Disclaimer: This review may contain spoilers.
Welcome back to my reading corner and to another instalment in the Manbooker series I am doing on my blog. Today I will be reviewing The Long Take by Robin Robertson who, surprisingly, upon Googling has a repertoire of vegan non-fiction books alongside his works of poetry. Before I go on much further, I must say that I absolutely despised this book and just could not figure out what people have been enjoying about it. This led to a rather disappointing 1 star rating for me which is so uncommon for me to give out. This was reminiscent for me of Sing, Unburied, Sing which was another hyped book for a literary prize that I just could not stand.
The interesting thing about this book is that it is written as a long form poem with vignettes interspersed throughout of a first person narrative reflecting on the war, and a narrative from the future with excerpts from letters he has sent. The poem is written in the third person perspective and follows a young man named Walker who is Canadian born but has moved to New York, and then saunters from place to place in San Francisco and around California after the war. It is made clear from the start that Walker struggles with PTSD after seeing many of his friends and colleagues shot dead on the battlefields and this is something he continues to battle in his day to day life living in a loud and busy city.
The structure of this book fell completely flat for me, I felt as though Robinson was sticking to what he knew by making this book a long form poem. All it did was make it seem overly stylised and pretentious because the language wasn’t particularly poetic, and the sentence structure wasn’t exactly mind blowing either. The book could have easily been a standard work of prose and still have conveyed the same message that this ‘poem’ did. There was so much excess added to the ongoing narrative that I personally felt did not need to be there.
The book claimed to be about the rising popularity of film noir during a time of social anxiety in the States. While cinema definitely featured prominently I expected there to be more of a focus on the themes of film noir, and for the poem to potentially have a somewhat suspenseful narrative weaved throughout it to mimic these types of movies, but that did not happen. What Robinson chose to do was focus more on the social issues in America at that time, which sadly are still so relevant today. The main social problem that was highlighted was homelessness, poverty, and addiction with a special focus on skid row in L.A. and the destitution that many people faced post-war. While this is a massively poignant topic to delve into, it felt as though Robinson barely scraped the surface and for a large chunk of the book in the middle, we don’t hear from his homeless friend Billy at all. He also painted a highly unrealistic picture of homelessness and unemployment when the main character Walker, having no experience at all is able to walk into a newspaper office and land himself a regular job as a reporter.
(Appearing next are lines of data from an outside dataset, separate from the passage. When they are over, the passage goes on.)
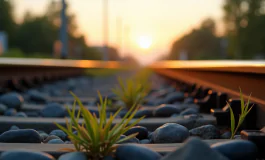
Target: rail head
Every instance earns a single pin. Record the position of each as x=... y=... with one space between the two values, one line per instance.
x=34 y=62
x=238 y=66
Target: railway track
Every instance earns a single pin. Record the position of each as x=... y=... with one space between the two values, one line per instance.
x=195 y=93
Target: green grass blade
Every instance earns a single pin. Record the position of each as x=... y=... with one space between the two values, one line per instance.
x=127 y=137
x=232 y=117
x=247 y=105
x=242 y=101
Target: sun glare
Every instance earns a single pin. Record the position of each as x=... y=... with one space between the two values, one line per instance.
x=144 y=42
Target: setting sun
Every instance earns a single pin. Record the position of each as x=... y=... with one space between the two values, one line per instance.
x=144 y=42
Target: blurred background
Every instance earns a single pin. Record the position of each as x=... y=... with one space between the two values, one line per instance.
x=139 y=31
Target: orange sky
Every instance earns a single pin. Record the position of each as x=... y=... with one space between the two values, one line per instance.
x=160 y=20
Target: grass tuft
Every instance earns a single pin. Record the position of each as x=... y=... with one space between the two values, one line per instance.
x=96 y=136
x=244 y=111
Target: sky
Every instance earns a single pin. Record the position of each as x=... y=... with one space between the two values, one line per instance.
x=147 y=27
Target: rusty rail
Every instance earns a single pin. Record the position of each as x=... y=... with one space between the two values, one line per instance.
x=222 y=76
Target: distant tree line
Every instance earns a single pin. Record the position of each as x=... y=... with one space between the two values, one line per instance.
x=244 y=36
x=38 y=34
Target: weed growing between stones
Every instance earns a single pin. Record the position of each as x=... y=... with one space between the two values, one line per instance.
x=132 y=91
x=96 y=136
x=244 y=111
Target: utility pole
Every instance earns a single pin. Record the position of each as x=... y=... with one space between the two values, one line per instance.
x=119 y=34
x=63 y=32
x=127 y=31
x=105 y=28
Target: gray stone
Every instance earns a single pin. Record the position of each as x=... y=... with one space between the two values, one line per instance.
x=3 y=109
x=10 y=112
x=14 y=128
x=150 y=134
x=194 y=149
x=188 y=100
x=12 y=100
x=132 y=140
x=53 y=110
x=174 y=96
x=237 y=149
x=73 y=156
x=237 y=137
x=108 y=158
x=145 y=141
x=21 y=114
x=25 y=155
x=206 y=132
x=59 y=133
x=55 y=141
x=170 y=133
x=135 y=152
x=20 y=136
x=192 y=116
x=50 y=138
x=36 y=96
x=144 y=112
x=189 y=111
x=166 y=110
x=43 y=136
x=226 y=135
x=142 y=132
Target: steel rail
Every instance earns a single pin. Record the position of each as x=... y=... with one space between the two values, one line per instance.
x=33 y=62
x=221 y=76
x=238 y=66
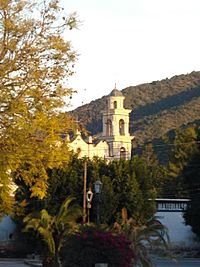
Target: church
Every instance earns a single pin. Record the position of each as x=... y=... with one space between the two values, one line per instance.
x=115 y=141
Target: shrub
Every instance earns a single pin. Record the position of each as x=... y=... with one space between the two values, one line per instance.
x=97 y=246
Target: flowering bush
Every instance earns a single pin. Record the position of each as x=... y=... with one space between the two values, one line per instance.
x=97 y=246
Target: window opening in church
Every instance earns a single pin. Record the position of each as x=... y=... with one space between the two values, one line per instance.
x=109 y=128
x=122 y=153
x=121 y=127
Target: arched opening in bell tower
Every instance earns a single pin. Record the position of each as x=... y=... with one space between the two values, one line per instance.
x=109 y=127
x=121 y=127
x=122 y=153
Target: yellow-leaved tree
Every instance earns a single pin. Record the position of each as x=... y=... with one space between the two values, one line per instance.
x=35 y=63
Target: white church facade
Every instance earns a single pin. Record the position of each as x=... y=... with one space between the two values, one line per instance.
x=115 y=141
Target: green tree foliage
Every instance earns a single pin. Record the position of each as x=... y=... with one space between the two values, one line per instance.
x=94 y=245
x=142 y=237
x=184 y=146
x=125 y=184
x=54 y=229
x=191 y=176
x=35 y=62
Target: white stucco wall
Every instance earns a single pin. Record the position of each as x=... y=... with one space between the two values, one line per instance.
x=179 y=233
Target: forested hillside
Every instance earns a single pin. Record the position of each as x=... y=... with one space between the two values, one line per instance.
x=157 y=107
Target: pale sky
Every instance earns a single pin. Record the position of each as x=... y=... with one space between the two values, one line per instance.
x=129 y=42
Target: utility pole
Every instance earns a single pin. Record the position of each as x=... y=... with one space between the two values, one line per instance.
x=84 y=191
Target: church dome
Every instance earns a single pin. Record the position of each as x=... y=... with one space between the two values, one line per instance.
x=116 y=92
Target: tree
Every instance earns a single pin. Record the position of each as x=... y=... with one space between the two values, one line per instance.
x=54 y=229
x=184 y=146
x=35 y=63
x=142 y=237
x=191 y=176
x=125 y=184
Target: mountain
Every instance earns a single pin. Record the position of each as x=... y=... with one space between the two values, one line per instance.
x=157 y=107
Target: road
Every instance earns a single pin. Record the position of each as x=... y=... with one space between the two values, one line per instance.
x=158 y=263
x=12 y=263
x=178 y=263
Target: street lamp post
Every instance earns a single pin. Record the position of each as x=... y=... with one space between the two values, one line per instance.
x=89 y=197
x=97 y=188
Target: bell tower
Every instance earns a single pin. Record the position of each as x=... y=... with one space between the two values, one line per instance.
x=116 y=126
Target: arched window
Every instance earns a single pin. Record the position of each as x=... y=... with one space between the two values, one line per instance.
x=122 y=153
x=121 y=127
x=109 y=127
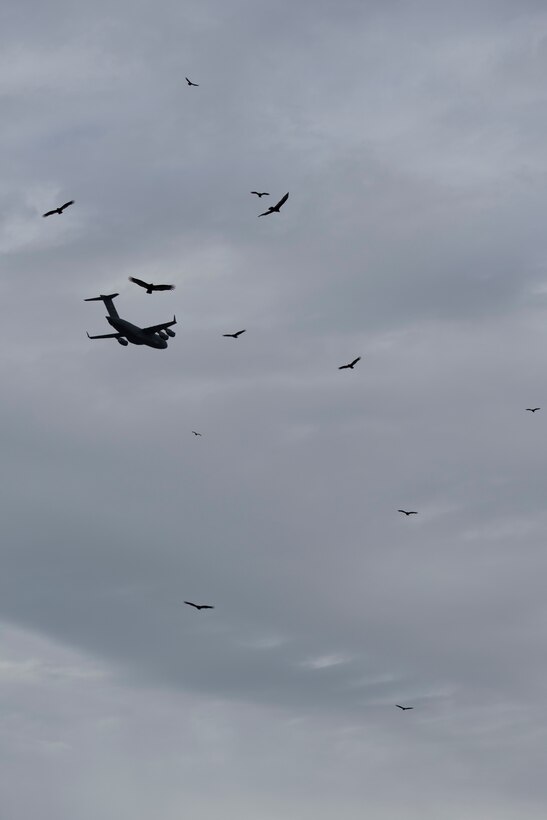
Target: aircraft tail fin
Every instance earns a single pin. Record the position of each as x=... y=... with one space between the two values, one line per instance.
x=102 y=297
x=108 y=303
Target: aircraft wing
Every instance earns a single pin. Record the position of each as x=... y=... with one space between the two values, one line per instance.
x=155 y=328
x=105 y=336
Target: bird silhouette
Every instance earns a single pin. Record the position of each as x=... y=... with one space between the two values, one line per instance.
x=234 y=335
x=150 y=287
x=60 y=209
x=274 y=209
x=351 y=365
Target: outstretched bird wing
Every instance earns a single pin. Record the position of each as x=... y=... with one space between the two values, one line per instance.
x=139 y=282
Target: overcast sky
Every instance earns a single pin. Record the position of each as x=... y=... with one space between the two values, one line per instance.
x=412 y=139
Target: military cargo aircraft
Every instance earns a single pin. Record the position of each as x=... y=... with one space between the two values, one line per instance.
x=154 y=336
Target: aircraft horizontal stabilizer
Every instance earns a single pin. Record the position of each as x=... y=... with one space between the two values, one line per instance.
x=102 y=297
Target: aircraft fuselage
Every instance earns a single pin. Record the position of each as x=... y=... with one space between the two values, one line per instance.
x=135 y=334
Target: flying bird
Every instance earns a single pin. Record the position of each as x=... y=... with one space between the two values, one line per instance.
x=274 y=209
x=351 y=365
x=150 y=287
x=60 y=209
x=234 y=335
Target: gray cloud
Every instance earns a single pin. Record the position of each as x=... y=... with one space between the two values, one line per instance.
x=411 y=140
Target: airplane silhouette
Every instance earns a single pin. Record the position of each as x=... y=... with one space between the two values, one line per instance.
x=154 y=336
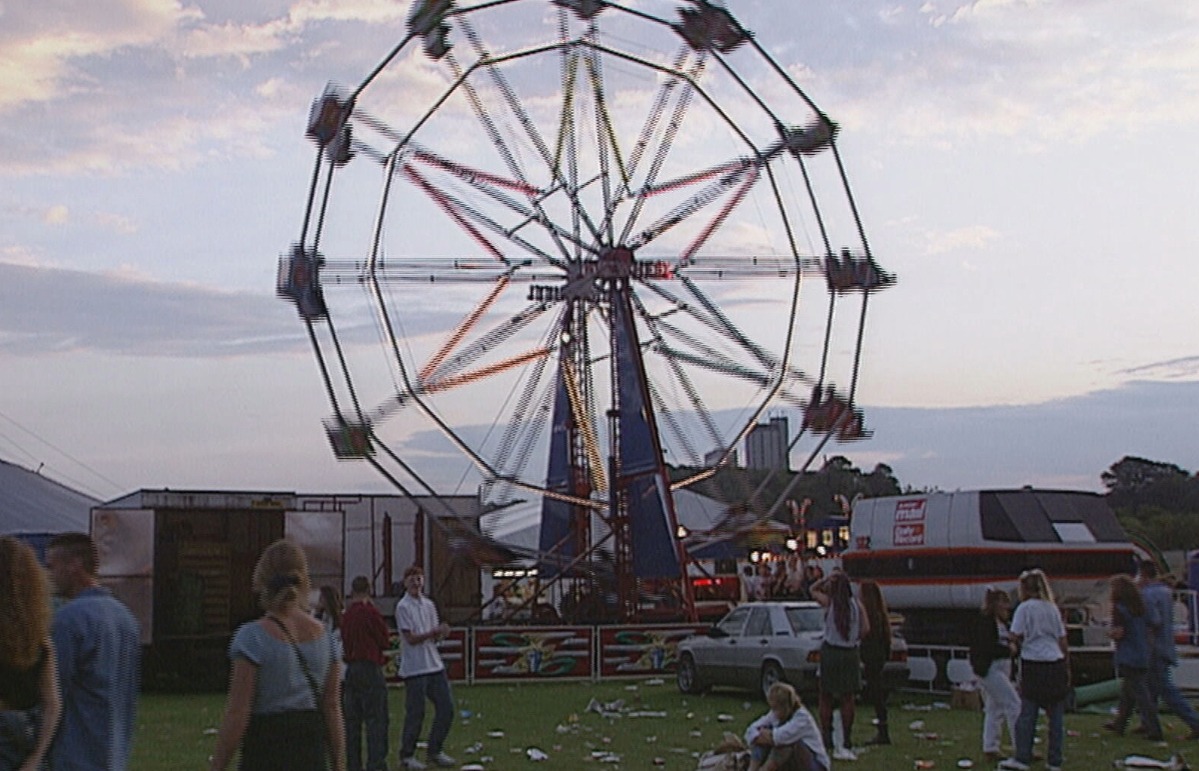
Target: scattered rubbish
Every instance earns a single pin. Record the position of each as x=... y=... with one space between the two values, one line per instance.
x=1175 y=763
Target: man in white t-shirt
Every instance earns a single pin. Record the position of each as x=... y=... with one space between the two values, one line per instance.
x=423 y=673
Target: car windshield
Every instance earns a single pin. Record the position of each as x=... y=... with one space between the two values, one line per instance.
x=806 y=619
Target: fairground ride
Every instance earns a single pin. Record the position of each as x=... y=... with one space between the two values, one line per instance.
x=560 y=250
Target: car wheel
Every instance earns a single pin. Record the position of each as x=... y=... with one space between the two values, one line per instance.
x=771 y=673
x=688 y=675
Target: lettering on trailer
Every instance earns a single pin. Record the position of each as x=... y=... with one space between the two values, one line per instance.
x=909 y=526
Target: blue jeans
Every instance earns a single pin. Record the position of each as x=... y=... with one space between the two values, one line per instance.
x=1161 y=687
x=365 y=704
x=434 y=687
x=1026 y=724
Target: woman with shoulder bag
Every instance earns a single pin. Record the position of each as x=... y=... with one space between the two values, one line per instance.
x=284 y=705
x=29 y=684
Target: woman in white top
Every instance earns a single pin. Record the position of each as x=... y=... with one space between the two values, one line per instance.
x=1044 y=670
x=785 y=738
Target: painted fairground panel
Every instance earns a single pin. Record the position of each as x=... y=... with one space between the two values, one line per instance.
x=642 y=650
x=544 y=652
x=452 y=649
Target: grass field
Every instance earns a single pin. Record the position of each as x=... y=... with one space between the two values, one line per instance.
x=178 y=732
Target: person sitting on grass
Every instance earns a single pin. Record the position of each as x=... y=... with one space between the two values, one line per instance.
x=785 y=738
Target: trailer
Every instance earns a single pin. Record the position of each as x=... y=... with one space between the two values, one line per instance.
x=182 y=561
x=935 y=554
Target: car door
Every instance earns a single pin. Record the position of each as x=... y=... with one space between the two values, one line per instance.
x=751 y=646
x=725 y=649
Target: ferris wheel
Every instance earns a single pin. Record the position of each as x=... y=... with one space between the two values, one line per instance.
x=570 y=253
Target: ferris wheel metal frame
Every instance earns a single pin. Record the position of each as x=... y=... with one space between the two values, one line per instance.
x=571 y=227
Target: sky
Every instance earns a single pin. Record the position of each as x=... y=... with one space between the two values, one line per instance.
x=1026 y=168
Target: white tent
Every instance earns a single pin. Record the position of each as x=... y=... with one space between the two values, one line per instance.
x=31 y=503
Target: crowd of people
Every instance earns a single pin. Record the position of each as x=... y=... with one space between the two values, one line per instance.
x=1020 y=661
x=308 y=687
x=307 y=684
x=790 y=578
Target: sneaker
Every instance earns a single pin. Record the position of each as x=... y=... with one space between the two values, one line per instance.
x=1012 y=764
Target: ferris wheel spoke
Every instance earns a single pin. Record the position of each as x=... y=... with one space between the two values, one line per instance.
x=452 y=366
x=462 y=330
x=667 y=144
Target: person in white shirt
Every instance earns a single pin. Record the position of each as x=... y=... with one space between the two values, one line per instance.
x=787 y=738
x=423 y=673
x=1044 y=670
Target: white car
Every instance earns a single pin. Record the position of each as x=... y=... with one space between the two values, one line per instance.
x=760 y=643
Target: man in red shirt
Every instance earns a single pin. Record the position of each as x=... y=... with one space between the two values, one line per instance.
x=365 y=637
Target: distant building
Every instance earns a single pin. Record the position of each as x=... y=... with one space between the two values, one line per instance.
x=766 y=445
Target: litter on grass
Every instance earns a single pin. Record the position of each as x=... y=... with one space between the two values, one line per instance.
x=1175 y=763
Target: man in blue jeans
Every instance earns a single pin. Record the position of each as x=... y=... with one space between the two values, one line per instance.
x=365 y=637
x=1162 y=655
x=423 y=673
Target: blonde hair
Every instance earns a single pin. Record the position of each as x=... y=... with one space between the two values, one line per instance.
x=24 y=604
x=783 y=696
x=1034 y=585
x=281 y=576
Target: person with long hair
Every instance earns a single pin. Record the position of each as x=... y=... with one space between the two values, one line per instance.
x=284 y=704
x=1130 y=630
x=990 y=657
x=841 y=664
x=1038 y=631
x=875 y=651
x=785 y=738
x=29 y=684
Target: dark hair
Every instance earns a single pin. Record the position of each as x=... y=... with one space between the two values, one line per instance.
x=841 y=598
x=1125 y=592
x=875 y=608
x=78 y=546
x=333 y=607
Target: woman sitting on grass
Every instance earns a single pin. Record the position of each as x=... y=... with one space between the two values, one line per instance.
x=785 y=738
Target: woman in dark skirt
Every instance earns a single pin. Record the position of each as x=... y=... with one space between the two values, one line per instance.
x=875 y=651
x=284 y=708
x=841 y=664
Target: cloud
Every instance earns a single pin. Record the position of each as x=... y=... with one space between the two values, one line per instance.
x=47 y=309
There is an ongoing undercurrent throughout the poem of the emerging violence and people’s obsessions with homicide that began with a special mention to the Black Dahlia case which popularised crime reporting and unsolved murders. We see multiple times throughout the book people are found murdered and even in one gruesome scene, Walker himself witnesses someone stabbed to death in an alley, mistaking it for a young couple in the throws of passion at the beginning. This shows the parallels between society and culture as a whole with the violence and gore that happened in the war. But MY GOD, the war. Nothing bores me quite as much as depictions and in depth descriptions of war and battlefields and there was A LOT of that in this book. Far too much. Towards the end of the book I personally felt like I was trudging through it to finish it, there was nothing that was keeping me engaged with the book or any of the characters in it.
Robinson focuses towards the end of the book on a particular moment in America where many houses that homeless people were taking shelter in were being destroyed and uses this as a way to also demonstrate the dissolution of his protagonist’s mental health. At the end of the book in the ‘epilogue’ Robinson added some statistics to show how the urban renewal at this time dramatically and unfairly impacted the homeless communities at the time.
I felt that overall, this book was overly ambitious for what it actually ended up achieving which was a tepid and off-the-mark book about a lot of important issues being mashed up and added in any which way. I could not get on with the writing style and just found the continual name dropping of streets and areas (literally every SINGLE sentence nearly had a street name or location mentioned) to be ridiculous and unrealistic. Nobody thinks in terms of which street they are on as their ongoing narrative. I am glad to be seeing the back of this book.
Do I think this book should win the prize? No, absolutely not. I would rather Snap won. Do I think it could win the prize? Sadly, yes. I feel like this book is a DREAM for all the literary bros who love to be pretentious and self important. I hope that it doesn’t win and I hope the other works of fiction on this list are better and that none are worse than this.
I would NOT recommend this book and I don’t think I’ll be picking up any more of Robertson’s work.
Have you read The Long Take? What did you think of it? Do you think I’m missing out on something? Let me know in the comments.